Founded in 1920, Penn State University’s Outing Club (PSOC) has offered students an affordable chance of experiencing outdoor adventure trips for almost a century. But that opportunity will come to an end this semester after the student-led organization was notified earlier this month by the university that they were no longer allowed to lead outdoor adventures, reports Adventure Sports Network.
“This is a result of an assessment of risk management by the university that determined that the types of activities in which PSOC engages are above the university’s threshold of acceptable risk for recognized student organizations,” the PSOC announced on their website.
The Outing Club’s treasurer Timothy Hackett said he was not aware of a single injury on any outing during the four years he has been at PSU. He also said the PSOC has not seen this risk assessment report and was not consulted at any point during the two-month review by the university.
“Safety is a legitimate concern, but it wasn’t an open dialogue,” 2017-2018 Outing Club President Richard Waltz told the Post-Gazette. “What’s happening to the club is a shame and negatively impacts the student experience.”
Partaking in activities like hiking, canoeing, kayaking, trail building and camping certainly comes with an inherent degree of risk. So do the activities of the Nittany Grotto Caving Club and the Nittany Divers SCUBA Club, which were given the same fate as PSOC during the reviews of all 79 campus recreation-supported student groups. But groups that passed include the Archery Club, Boxing Club, Alpine Ski Racing Club and Rifle Club.

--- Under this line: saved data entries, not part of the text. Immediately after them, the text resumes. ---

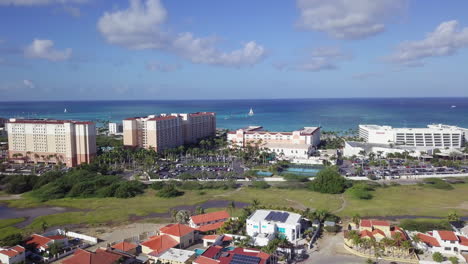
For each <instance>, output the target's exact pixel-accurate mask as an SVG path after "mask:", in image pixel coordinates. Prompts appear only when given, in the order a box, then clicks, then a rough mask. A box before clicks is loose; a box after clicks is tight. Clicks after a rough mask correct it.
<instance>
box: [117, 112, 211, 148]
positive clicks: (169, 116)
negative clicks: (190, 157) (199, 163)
mask: <svg viewBox="0 0 468 264" xmlns="http://www.w3.org/2000/svg"><path fill="white" fill-rule="evenodd" d="M123 131H124V132H123V133H124V145H125V146H129V147H140V148H147V149H150V148H153V149H154V150H155V151H157V152H159V151H163V150H165V149H170V148H175V147H178V146H181V145H183V144H190V143H196V142H197V141H198V140H200V139H202V138H206V137H210V136H215V135H216V114H215V113H213V112H198V113H190V114H160V115H150V116H147V117H132V118H127V119H125V120H124V121H123Z"/></svg>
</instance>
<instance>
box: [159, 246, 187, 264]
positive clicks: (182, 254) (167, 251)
mask: <svg viewBox="0 0 468 264" xmlns="http://www.w3.org/2000/svg"><path fill="white" fill-rule="evenodd" d="M195 256H196V255H195V251H193V250H183V249H177V248H171V249H168V250H166V251H165V252H164V253H162V254H161V255H159V256H158V258H157V260H158V261H160V262H161V263H165V264H189V263H192V261H193V260H194V259H195Z"/></svg>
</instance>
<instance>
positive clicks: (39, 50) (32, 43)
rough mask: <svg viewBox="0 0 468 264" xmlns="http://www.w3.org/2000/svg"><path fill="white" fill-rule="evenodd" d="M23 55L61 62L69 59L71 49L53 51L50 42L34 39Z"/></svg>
mask: <svg viewBox="0 0 468 264" xmlns="http://www.w3.org/2000/svg"><path fill="white" fill-rule="evenodd" d="M24 55H25V56H26V57H28V58H35V59H46V60H49V61H63V60H67V59H69V58H70V57H71V55H72V49H69V48H68V49H65V50H55V49H54V42H53V41H52V40H48V39H34V40H33V42H32V43H31V44H30V45H29V46H27V47H26V48H25V49H24Z"/></svg>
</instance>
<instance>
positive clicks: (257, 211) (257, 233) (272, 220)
mask: <svg viewBox="0 0 468 264" xmlns="http://www.w3.org/2000/svg"><path fill="white" fill-rule="evenodd" d="M301 219H302V217H301V215H300V214H296V213H290V212H285V211H276V210H275V211H274V210H256V211H255V212H254V213H253V214H252V215H251V216H250V217H249V218H248V219H247V223H246V228H247V235H249V236H250V237H251V238H252V241H253V244H254V245H255V246H266V245H267V244H268V242H270V241H271V240H273V239H274V238H275V237H276V236H277V235H278V236H285V237H286V238H287V239H288V240H289V241H290V242H292V243H296V242H297V240H299V239H300V238H301V228H302V225H301Z"/></svg>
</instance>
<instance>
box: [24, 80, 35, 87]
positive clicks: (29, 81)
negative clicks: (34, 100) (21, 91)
mask: <svg viewBox="0 0 468 264" xmlns="http://www.w3.org/2000/svg"><path fill="white" fill-rule="evenodd" d="M23 84H24V86H26V87H27V88H31V89H34V88H35V87H36V85H35V84H34V83H33V82H32V81H31V80H23Z"/></svg>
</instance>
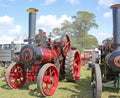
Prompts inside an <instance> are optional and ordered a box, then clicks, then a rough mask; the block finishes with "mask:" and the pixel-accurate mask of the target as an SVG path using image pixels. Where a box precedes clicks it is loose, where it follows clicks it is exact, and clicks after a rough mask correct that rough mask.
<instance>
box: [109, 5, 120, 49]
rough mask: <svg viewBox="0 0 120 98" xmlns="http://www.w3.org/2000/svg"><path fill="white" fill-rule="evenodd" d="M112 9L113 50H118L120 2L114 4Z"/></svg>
mask: <svg viewBox="0 0 120 98" xmlns="http://www.w3.org/2000/svg"><path fill="white" fill-rule="evenodd" d="M110 8H112V11H113V44H114V50H120V4H114V5H112V6H111V7H110Z"/></svg>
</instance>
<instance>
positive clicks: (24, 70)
mask: <svg viewBox="0 0 120 98" xmlns="http://www.w3.org/2000/svg"><path fill="white" fill-rule="evenodd" d="M5 77H6V80H7V83H8V85H9V86H10V87H11V88H14V89H17V88H21V87H23V85H24V84H25V82H26V73H25V70H24V66H23V64H20V63H16V62H13V63H11V64H10V65H9V66H8V68H7V69H6V73H5Z"/></svg>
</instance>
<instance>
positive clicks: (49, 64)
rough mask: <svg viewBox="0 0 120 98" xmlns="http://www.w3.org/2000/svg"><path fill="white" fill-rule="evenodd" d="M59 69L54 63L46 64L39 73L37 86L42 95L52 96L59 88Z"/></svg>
mask: <svg viewBox="0 0 120 98" xmlns="http://www.w3.org/2000/svg"><path fill="white" fill-rule="evenodd" d="M58 81H59V76H58V70H57V68H56V66H55V65H54V64H51V63H48V64H44V65H43V66H42V68H41V69H40V71H39V73H38V80H37V87H38V89H39V92H40V93H41V94H42V96H50V95H52V94H53V93H54V92H55V90H56V89H57V86H58Z"/></svg>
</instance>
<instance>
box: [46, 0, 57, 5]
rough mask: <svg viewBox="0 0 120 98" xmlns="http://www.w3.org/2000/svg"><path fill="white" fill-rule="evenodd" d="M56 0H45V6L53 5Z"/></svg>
mask: <svg viewBox="0 0 120 98" xmlns="http://www.w3.org/2000/svg"><path fill="white" fill-rule="evenodd" d="M55 1H56V0H45V5H49V4H52V3H54V2H55Z"/></svg>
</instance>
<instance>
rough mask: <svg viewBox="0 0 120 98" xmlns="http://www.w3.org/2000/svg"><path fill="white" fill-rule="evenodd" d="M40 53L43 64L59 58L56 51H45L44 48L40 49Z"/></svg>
mask: <svg viewBox="0 0 120 98" xmlns="http://www.w3.org/2000/svg"><path fill="white" fill-rule="evenodd" d="M39 49H40V51H41V52H42V61H41V62H50V61H52V60H54V59H55V58H57V56H58V54H57V53H56V51H55V50H54V49H52V50H50V49H44V48H39Z"/></svg>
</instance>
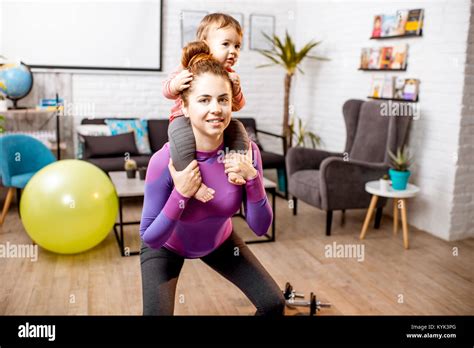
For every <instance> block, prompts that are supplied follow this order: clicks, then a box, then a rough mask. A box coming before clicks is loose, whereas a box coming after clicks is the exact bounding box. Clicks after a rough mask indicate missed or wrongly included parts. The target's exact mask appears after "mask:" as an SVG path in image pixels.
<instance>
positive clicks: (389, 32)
mask: <svg viewBox="0 0 474 348" xmlns="http://www.w3.org/2000/svg"><path fill="white" fill-rule="evenodd" d="M423 14H424V11H423V9H415V10H398V11H397V12H396V14H395V15H390V14H388V15H387V14H380V15H376V16H375V18H374V27H373V29H372V38H381V37H393V36H420V35H421V33H422V29H423Z"/></svg>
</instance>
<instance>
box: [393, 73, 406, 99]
mask: <svg viewBox="0 0 474 348" xmlns="http://www.w3.org/2000/svg"><path fill="white" fill-rule="evenodd" d="M404 87H405V79H404V78H403V77H396V78H395V85H394V89H393V98H394V99H403V88H404Z"/></svg>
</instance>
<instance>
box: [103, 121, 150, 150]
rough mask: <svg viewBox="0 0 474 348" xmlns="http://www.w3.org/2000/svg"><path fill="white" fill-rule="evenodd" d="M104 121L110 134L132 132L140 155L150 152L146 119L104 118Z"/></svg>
mask: <svg viewBox="0 0 474 348" xmlns="http://www.w3.org/2000/svg"><path fill="white" fill-rule="evenodd" d="M105 123H106V124H107V125H108V126H109V128H110V132H111V133H112V135H117V134H122V133H128V132H134V133H135V142H136V144H137V149H138V151H139V153H140V154H142V155H148V154H150V153H151V149H150V141H149V139H148V122H147V120H139V119H136V120H117V119H106V120H105Z"/></svg>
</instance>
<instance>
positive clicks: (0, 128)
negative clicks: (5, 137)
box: [0, 115, 5, 134]
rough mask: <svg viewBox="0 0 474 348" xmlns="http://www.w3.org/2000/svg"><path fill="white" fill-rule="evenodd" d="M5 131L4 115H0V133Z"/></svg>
mask: <svg viewBox="0 0 474 348" xmlns="http://www.w3.org/2000/svg"><path fill="white" fill-rule="evenodd" d="M4 132H5V116H3V115H0V134H2V133H4Z"/></svg>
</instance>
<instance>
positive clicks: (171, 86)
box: [170, 69, 193, 95]
mask: <svg viewBox="0 0 474 348" xmlns="http://www.w3.org/2000/svg"><path fill="white" fill-rule="evenodd" d="M192 79H193V74H192V73H190V72H189V70H186V69H185V70H183V71H181V72H180V73H179V74H178V75H176V76H175V77H174V78H173V79H172V80H171V82H170V88H171V92H172V93H173V94H174V95H178V94H179V93H181V92H182V91H184V90H185V89H186V88H189V83H190V82H191V81H192Z"/></svg>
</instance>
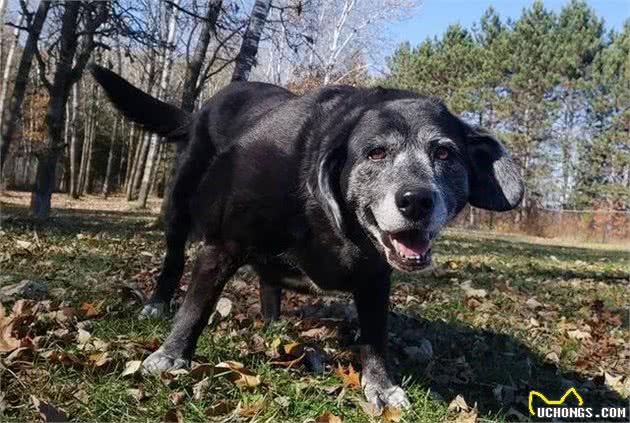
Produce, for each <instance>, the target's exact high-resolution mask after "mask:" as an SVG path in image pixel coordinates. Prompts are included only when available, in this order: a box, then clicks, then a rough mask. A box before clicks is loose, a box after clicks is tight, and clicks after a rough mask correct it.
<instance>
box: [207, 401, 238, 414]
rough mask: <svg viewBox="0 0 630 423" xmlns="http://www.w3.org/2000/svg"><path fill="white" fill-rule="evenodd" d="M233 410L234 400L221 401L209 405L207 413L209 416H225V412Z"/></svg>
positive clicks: (233, 407)
mask: <svg viewBox="0 0 630 423" xmlns="http://www.w3.org/2000/svg"><path fill="white" fill-rule="evenodd" d="M232 410H234V404H233V403H232V402H230V401H219V402H218V403H216V404H213V405H211V406H210V407H208V409H207V410H206V415H207V416H208V417H216V416H223V415H225V414H228V413H229V412H231V411H232Z"/></svg>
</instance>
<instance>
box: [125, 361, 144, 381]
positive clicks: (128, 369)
mask: <svg viewBox="0 0 630 423" xmlns="http://www.w3.org/2000/svg"><path fill="white" fill-rule="evenodd" d="M141 368H142V361H140V360H132V361H128V362H127V364H125V370H123V372H122V374H121V376H123V377H125V376H131V375H133V374H136V373H138V372H139V371H140V369H141Z"/></svg>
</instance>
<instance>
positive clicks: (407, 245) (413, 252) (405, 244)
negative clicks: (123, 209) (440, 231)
mask: <svg viewBox="0 0 630 423" xmlns="http://www.w3.org/2000/svg"><path fill="white" fill-rule="evenodd" d="M392 239H394V240H396V241H397V244H398V245H397V247H398V248H397V249H398V252H399V253H401V254H402V255H404V256H407V257H412V256H422V255H424V253H426V252H427V251H429V248H431V241H430V240H428V239H422V238H420V237H413V236H405V235H402V236H399V235H397V234H396V235H392Z"/></svg>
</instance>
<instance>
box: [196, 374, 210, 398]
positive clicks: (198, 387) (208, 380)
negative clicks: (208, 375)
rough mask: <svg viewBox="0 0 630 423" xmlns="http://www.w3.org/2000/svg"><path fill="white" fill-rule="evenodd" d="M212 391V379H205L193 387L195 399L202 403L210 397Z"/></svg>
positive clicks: (206, 377) (203, 378) (205, 377)
mask: <svg viewBox="0 0 630 423" xmlns="http://www.w3.org/2000/svg"><path fill="white" fill-rule="evenodd" d="M209 390H210V378H207V377H205V378H203V379H202V380H200V381H199V382H197V383H195V384H194V385H193V399H195V400H197V401H200V400H202V399H204V398H205V397H206V396H207V395H208V391H209Z"/></svg>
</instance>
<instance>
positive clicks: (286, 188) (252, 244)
mask: <svg viewBox="0 0 630 423" xmlns="http://www.w3.org/2000/svg"><path fill="white" fill-rule="evenodd" d="M93 74H94V76H95V78H96V79H97V81H98V82H99V83H100V84H101V85H102V86H103V87H104V89H105V91H106V93H107V95H108V96H109V98H110V99H111V100H112V101H113V102H114V104H115V105H116V106H117V107H118V108H119V109H120V110H121V111H122V112H123V113H125V114H126V115H127V116H128V117H129V118H130V119H132V120H134V121H136V122H138V123H140V124H142V125H144V126H145V127H146V128H147V129H148V130H150V131H154V132H157V133H159V134H161V135H163V136H166V137H167V138H168V139H169V140H171V141H174V142H180V143H182V145H185V148H183V149H182V150H183V151H182V154H181V157H180V163H179V165H178V172H177V176H176V179H175V184H174V187H173V191H172V196H171V198H170V201H169V204H170V207H169V210H168V215H167V219H166V235H167V254H166V257H165V262H164V264H163V269H162V272H161V274H160V276H159V279H158V284H157V289H156V292H155V294H154V296H153V297H152V299H151V300H150V304H151V303H153V304H164V303H165V302H168V301H170V298H171V297H172V295H173V291H174V289H175V286H176V284H177V282H178V280H179V278H180V277H181V273H182V270H183V264H184V245H185V242H186V239H187V237H188V236H189V235H190V233H191V232H192V231H193V230H194V231H196V232H198V233H200V234H201V236H202V238H203V241H204V245H205V246H204V247H203V248H202V249H201V252H200V254H199V257H198V258H197V260H196V263H195V266H194V270H193V280H192V283H191V287H190V288H189V290H188V292H187V295H186V299H185V301H184V304H183V305H182V307H181V308H180V311H179V312H178V314H177V316H176V319H175V323H174V325H173V329H172V331H171V334H170V335H169V337H168V338H167V340H166V341H165V343H164V344H163V346H162V347H161V348H160V350H158V351H157V352H156V353H154V354H153V355H152V356H151V357H149V358H148V359H147V360H146V361H145V368H147V369H149V370H159V369H163V368H167V367H172V366H182V365H186V364H187V363H188V362H189V360H190V359H191V357H192V354H193V352H194V348H195V344H196V341H197V338H198V336H199V334H200V333H201V331H202V329H203V327H204V326H205V325H206V322H207V319H208V317H209V315H210V313H211V311H212V309H213V307H214V304H215V303H216V301H217V299H218V297H219V295H220V293H221V290H222V288H223V286H224V284H225V283H226V281H227V280H228V279H229V277H230V276H231V275H232V274H233V273H234V271H235V270H236V269H238V267H239V266H241V265H243V264H251V265H253V266H254V267H255V269H256V270H257V271H258V272H259V273H260V275H261V277H262V282H261V283H262V284H263V287H262V288H263V289H262V293H263V304H262V306H263V313H265V314H267V315H268V316H270V317H277V315H278V313H279V295H280V288H281V287H296V286H298V287H302V286H306V285H308V284H309V283H310V282H301V281H302V280H306V278H304V277H302V276H304V275H306V276H307V277H308V280H310V281H312V283H310V284H311V285H312V284H314V285H316V286H317V287H318V288H321V289H325V290H340V291H346V292H351V293H353V295H354V298H355V302H356V305H357V311H358V315H359V321H360V326H361V337H362V339H361V342H362V361H363V381H362V383H363V386H364V390H365V393H366V396H367V397H368V399H369V400H370V401H371V402H373V403H376V404H377V405H383V404H390V405H405V404H406V402H407V400H406V398H405V396H404V393H403V392H402V390H401V389H400V388H398V387H397V386H395V385H394V384H393V383H392V382H391V380H390V378H389V376H388V374H387V371H386V368H385V367H386V366H385V344H386V332H387V331H386V315H387V313H386V310H387V307H388V298H389V289H390V282H389V274H390V272H391V270H390V266H389V265H388V261H389V262H390V263H392V265H394V266H396V267H399V268H402V269H403V270H408V269H407V267H406V266H412V267H413V265H409V264H406V262H405V260H406V257H403V258H400V257H399V258H398V259H396V260H398V261H396V260H394V259H392V257H391V255H392V254H394V253H393V252H392V251H394V250H392V249H391V248H389V247H391V245H389V244H388V242H389V241H383V239H385V238H387V237H388V236H389V237H390V238H388V239H389V240H390V241H391V237H392V236H394V235H391V236H390V232H391V233H394V232H396V231H397V230H398V229H396V230H392V229H387V230H385V229H384V228H385V227H389V226H391V225H394V226H395V225H398V227H400V230H401V231H402V230H404V231H407V232H409V231H411V232H413V233H414V234H415V233H419V234H429V235H426V236H427V237H429V241H428V242H429V246H430V238H432V237H433V236H434V232H433V231H435V232H436V231H438V230H439V227H441V225H443V224H444V223H445V222H446V220H448V219H450V218H452V217H453V216H455V215H456V214H457V212H458V211H459V210H461V208H463V207H464V205H465V204H466V203H467V202H470V203H472V204H473V205H475V206H478V207H483V208H487V209H492V210H508V209H511V208H513V207H515V206H516V205H517V204H518V203H519V202H520V199H521V196H522V190H523V188H522V183H521V181H520V177H519V174H518V172H517V170H516V167H515V166H514V164H513V163H512V161H511V160H510V158H509V155H508V154H507V153H506V152H505V150H504V148H503V147H502V146H501V144H500V143H499V142H498V141H496V140H494V139H493V138H491V137H489V136H488V135H487V134H485V133H483V132H480V131H478V130H475V129H473V128H470V127H469V126H468V125H466V124H465V123H463V122H462V121H461V120H459V119H458V118H456V117H455V116H453V115H452V114H451V113H450V112H448V110H447V109H446V107H445V106H444V105H443V104H442V103H441V102H439V101H438V100H436V99H433V98H427V97H421V96H419V95H417V94H415V93H412V92H408V91H401V90H392V89H382V88H372V89H357V88H352V87H346V86H333V87H325V88H321V89H319V90H316V91H313V92H311V93H308V94H306V95H304V96H301V97H298V96H295V95H294V94H292V93H290V92H288V91H286V90H284V89H283V88H280V87H277V86H273V85H269V84H262V83H243V82H239V83H233V84H231V85H229V86H228V87H226V88H225V89H223V90H222V91H220V92H219V93H218V94H216V95H215V96H214V97H213V98H212V99H211V100H210V101H209V102H208V103H207V104H205V105H204V106H203V107H202V108H201V109H200V110H199V111H198V112H196V113H195V114H194V115H188V114H186V113H184V112H182V111H181V110H179V109H177V108H175V107H173V106H170V105H166V104H165V103H162V102H160V101H158V100H156V99H154V98H152V97H150V96H148V95H146V94H144V93H142V92H141V91H139V90H137V89H136V88H134V87H133V86H131V85H129V84H128V83H127V82H126V81H124V80H123V79H121V78H120V77H118V76H117V75H115V74H113V73H111V72H109V71H107V70H105V69H103V68H100V67H94V68H93ZM427 128H429V129H431V128H432V129H431V131H433V132H431V131H428V129H427ZM427 131H428V132H427ZM436 131H437V132H436ZM434 133H436V134H438V133H439V134H438V135H439V136H437V137H436V136H435V135H431V134H434ZM427 134H428V135H427ZM440 139H444V140H447V141H446V142H447V144H443V141H440ZM440 143H442V144H440ZM382 145H385V146H386V147H381V146H382ZM440 145H442V147H440ZM444 145H448V151H449V153H448V154H450V156H449V157H451V158H450V159H446V160H444V161H442V162H433V160H434V159H433V157H434V151H435V150H436V149H439V148H442V149H444V148H445V147H444ZM375 148H377V149H378V148H386V149H387V151H391V154H392V157H394V155H395V157H396V160H394V159H393V158H392V159H391V161H384V160H381V159H380V158H378V157H376V158H375V160H369V159H367V156H370V157H371V158H372V156H373V154H372V152H373V151H375V150H374V149H375ZM379 161H380V163H377V162H379ZM416 161H417V162H426V163H425V164H423V165H422V166H420V165H419V164H416ZM396 163H397V164H396ZM401 163H402V164H401ZM388 166H389V167H388ZM423 166H424V167H423ZM401 172H402V173H401ZM401 175H402V176H401ZM392 187H394V188H395V189H394V188H392ZM392 190H398V191H401V190H402V191H401V192H402V193H403V194H405V195H407V194H409V195H408V197H409V198H416V197H413V195H415V193H418V192H430V195H429V197H428V198H429V200H427V199H426V198H425V199H424V200H423V201H424V203H422V204H423V207H425V208H426V210H428V211H427V213H425V214H426V216H423V217H422V219H420V218H418V219H415V218H414V219H409V218H408V216H409V215H408V214H407V216H406V217H405V216H402V215H399V214H400V213H402V211H405V213H407V212H406V210H407V209H403V207H402V206H401V205H400V204H398V203H399V202H400V199H399V198H400V195H398V194H400V193H399V192H396V198H397V199H396V204H397V206H391V204H389V203H387V201H389V200H387V199H386V198H385V196H386V195H385V194H386V193H389V192H390V191H392ZM423 190H424V191H423ZM427 190H428V191H427ZM381 192H382V194H381ZM418 195H420V194H418ZM425 197H426V196H425ZM431 198H433V200H431ZM438 200H439V201H438ZM427 201H428V203H427ZM386 203H387V204H386ZM408 205H409V204H406V205H405V206H408ZM438 208H439V209H440V210H439V211H435V210H437V209H438ZM434 209H435V210H434ZM399 212H400V213H399ZM383 216H384V217H383ZM401 216H402V217H401ZM390 217H391V218H390ZM388 219H389V220H388ZM392 222H394V223H392ZM400 222H403V223H402V224H401V223H400ZM388 225H389V226H388ZM401 225H403V226H401ZM427 228H437V229H427ZM388 231H389V232H388ZM429 231H431V232H429ZM414 236H415V235H414ZM422 236H425V235H422ZM394 237H395V236H394ZM423 239H424V238H423ZM382 241H383V242H382ZM384 242H385V243H384ZM414 242H415V241H414ZM414 245H416V244H413V245H411V247H414ZM418 245H419V244H418ZM388 246H389V247H388ZM397 248H398V247H397ZM414 248H415V247H414ZM418 248H419V247H418ZM412 250H413V248H412ZM396 251H398V250H396ZM423 251H425V252H424V253H423V256H422V257H425V256H426V254H429V260H430V250H429V252H428V253H426V248H425V250H423ZM414 257H415V259H416V261H413V263H416V262H419V260H420V255H418V256H414ZM399 262H400V263H402V264H400V263H399ZM403 262H404V263H403ZM397 263H399V264H397ZM304 284H306V285H304Z"/></svg>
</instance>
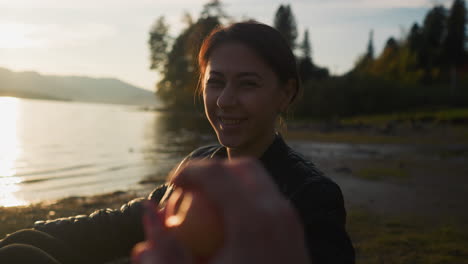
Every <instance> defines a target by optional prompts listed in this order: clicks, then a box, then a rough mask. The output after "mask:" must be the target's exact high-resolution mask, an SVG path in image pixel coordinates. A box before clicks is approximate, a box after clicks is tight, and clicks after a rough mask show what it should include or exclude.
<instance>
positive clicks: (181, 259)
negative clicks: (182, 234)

“Student safety in any activity is our primary focus,” Penn State University spokeswoman Lisa Powers told the Post-Gazette in an email.
After being informed of the decision, PSOC launched an online survey concerning the matter. They also received plenty of support from commenters, many of whom are past PSOC members.
The club currently claims 169 members, but their Facebook group boasts over 1,800 members, many of whom are alumni members. They are currently exploring all possibilities for the club in the future. Their ability to lead trips remains up in the air, but hopefully, they can continue to serve the community they’ve created for the last 98 years.